Dean Nolan takes on the part with a sense of the occasion, of overriding perhaps other conventional thought that Bottom, whilst a great joyful character, is a bumbling fool, a teaser for the audience to have light relief. Dean Nolan, with guidance from Nick Bagnall, brings Bottom back to the rightful place in the world of notable Shakespeare characters, perhaps arguably to the point where Shakespeare’s written words, “All the world’s a stage” speech in As You Like Itmeans something more. The audience can see this plainly in A Midsummer Night’s Dream, all must play their part and even a Bottom can be a King in his own mind for one night.

 

With a great supporting cast, including Garry Cooper, Lewis Bray, fresh from a tremendous run at the Playhouse in his own play Cartoonopolis, and Cynthia Ervio as the mischievous Puck, Nick Bagnall’s production of A Midsummer Night’s Dream is the kind of play in which theatre goers should aspire to be part of, to be immersed into the dream state and be comforted in the scale of its ambition. A play of outstanding quality.’

 

★★★★ The Public Reviews, Jamie Gaskell:

‘The Everyman is to be congratulated on its casting of young actors in these roles. It is the professional stage debut of Charlotte Hope (Hermia) and Emma Curtis (Helena) who are quite spellbinding at times. Dressing the girls in modern school uniforms giving them a heart-tugging frailty for being exposed to adult machinations and the ambitions of others.

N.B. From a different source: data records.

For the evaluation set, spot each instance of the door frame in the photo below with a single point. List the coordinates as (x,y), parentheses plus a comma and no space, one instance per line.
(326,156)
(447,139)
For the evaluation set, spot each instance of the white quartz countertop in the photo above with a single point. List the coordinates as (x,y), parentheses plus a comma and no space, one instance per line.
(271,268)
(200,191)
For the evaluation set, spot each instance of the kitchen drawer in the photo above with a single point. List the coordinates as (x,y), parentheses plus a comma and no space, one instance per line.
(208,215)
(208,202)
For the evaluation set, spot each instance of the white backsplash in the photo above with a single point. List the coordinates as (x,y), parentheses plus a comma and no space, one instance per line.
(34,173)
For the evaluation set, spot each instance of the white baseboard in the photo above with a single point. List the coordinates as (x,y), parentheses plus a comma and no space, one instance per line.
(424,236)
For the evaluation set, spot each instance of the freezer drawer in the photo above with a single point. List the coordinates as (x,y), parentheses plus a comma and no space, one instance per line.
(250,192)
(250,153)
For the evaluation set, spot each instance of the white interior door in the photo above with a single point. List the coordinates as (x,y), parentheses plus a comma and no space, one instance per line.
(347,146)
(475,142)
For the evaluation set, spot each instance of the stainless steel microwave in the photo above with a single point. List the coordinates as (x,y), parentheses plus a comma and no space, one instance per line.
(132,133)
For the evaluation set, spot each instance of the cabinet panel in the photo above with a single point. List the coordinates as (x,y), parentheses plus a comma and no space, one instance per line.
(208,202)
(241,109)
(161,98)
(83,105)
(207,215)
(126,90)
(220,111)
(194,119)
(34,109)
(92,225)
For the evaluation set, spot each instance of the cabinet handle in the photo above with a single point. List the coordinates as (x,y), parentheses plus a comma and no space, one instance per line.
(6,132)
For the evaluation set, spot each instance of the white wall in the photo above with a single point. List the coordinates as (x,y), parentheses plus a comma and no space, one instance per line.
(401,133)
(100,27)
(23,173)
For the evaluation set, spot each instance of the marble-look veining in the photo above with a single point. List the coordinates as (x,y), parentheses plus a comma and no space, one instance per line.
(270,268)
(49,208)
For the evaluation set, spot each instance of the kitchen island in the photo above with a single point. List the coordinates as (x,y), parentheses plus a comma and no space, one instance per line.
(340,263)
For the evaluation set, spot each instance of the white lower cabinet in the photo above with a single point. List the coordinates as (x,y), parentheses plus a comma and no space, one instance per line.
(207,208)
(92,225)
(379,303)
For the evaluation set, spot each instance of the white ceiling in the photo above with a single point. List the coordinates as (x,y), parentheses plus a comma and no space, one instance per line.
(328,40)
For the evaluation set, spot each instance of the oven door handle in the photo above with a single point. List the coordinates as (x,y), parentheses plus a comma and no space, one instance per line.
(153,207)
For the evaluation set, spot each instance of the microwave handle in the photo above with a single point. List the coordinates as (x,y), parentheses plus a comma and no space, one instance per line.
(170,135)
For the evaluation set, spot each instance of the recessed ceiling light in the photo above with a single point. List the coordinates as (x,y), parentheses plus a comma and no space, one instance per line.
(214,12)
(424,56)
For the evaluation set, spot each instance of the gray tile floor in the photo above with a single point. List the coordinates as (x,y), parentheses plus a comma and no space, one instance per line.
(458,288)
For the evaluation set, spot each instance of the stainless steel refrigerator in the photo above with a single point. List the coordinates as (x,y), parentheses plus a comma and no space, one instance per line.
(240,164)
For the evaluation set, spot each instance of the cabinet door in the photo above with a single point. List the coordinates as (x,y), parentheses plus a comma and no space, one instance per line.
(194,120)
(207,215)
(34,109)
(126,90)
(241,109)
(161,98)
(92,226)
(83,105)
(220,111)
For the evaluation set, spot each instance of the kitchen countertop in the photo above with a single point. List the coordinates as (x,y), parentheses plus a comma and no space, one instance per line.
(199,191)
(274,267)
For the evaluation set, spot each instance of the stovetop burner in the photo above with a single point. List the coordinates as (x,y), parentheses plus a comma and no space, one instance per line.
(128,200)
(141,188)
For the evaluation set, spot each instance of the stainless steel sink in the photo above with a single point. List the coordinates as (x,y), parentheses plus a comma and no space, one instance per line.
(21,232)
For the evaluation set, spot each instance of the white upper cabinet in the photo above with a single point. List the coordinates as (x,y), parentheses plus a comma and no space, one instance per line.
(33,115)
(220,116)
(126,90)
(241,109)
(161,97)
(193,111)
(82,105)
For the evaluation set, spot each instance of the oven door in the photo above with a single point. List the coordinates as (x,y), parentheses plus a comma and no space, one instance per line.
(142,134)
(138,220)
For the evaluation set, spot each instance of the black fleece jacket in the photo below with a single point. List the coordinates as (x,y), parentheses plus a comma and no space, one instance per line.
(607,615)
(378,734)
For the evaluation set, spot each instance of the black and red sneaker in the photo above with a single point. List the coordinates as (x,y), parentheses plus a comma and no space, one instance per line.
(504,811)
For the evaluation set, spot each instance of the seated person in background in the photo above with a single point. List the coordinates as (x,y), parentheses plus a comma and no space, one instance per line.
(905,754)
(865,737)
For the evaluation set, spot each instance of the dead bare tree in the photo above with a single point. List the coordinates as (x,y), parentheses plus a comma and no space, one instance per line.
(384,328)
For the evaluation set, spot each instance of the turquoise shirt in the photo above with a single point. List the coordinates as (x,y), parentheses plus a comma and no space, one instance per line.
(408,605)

And their equally fresh-faced swains Lysander (Tom Varey) and Demetrius (Matt Whitchurch) step up to the plate of such demanding roles with delightful confidence and charm.

 

Equally successful is the care taken with the frolics of the workmen who are would-be actors. Their presence is always a big hit with the audience. Principal in this is Nick Bottom (Dean Nolan) who overacts deliciously in the manner that would make even Brian Blessed blush. He is only occasionally eclipsed by Everyman’s own prodigy Lewis Bray when he pops up as Bottom’s wife.

 

The mischievous twinkle of Scouse favourite Andrew Schofield absolutely spot-on as the leader of workmen cum actors. These brash exchanges balance the mechanical coolness of Garry Cooper as Oberon and Sharon Duncan-Brewster decked out like a nightclub singer to strut her stuff as Titania. It is a truly wonderful moment when she loses that cool and lavishes her lust on Nolan’s hapless Bottom. Ah, such stuff as dreams are made of.’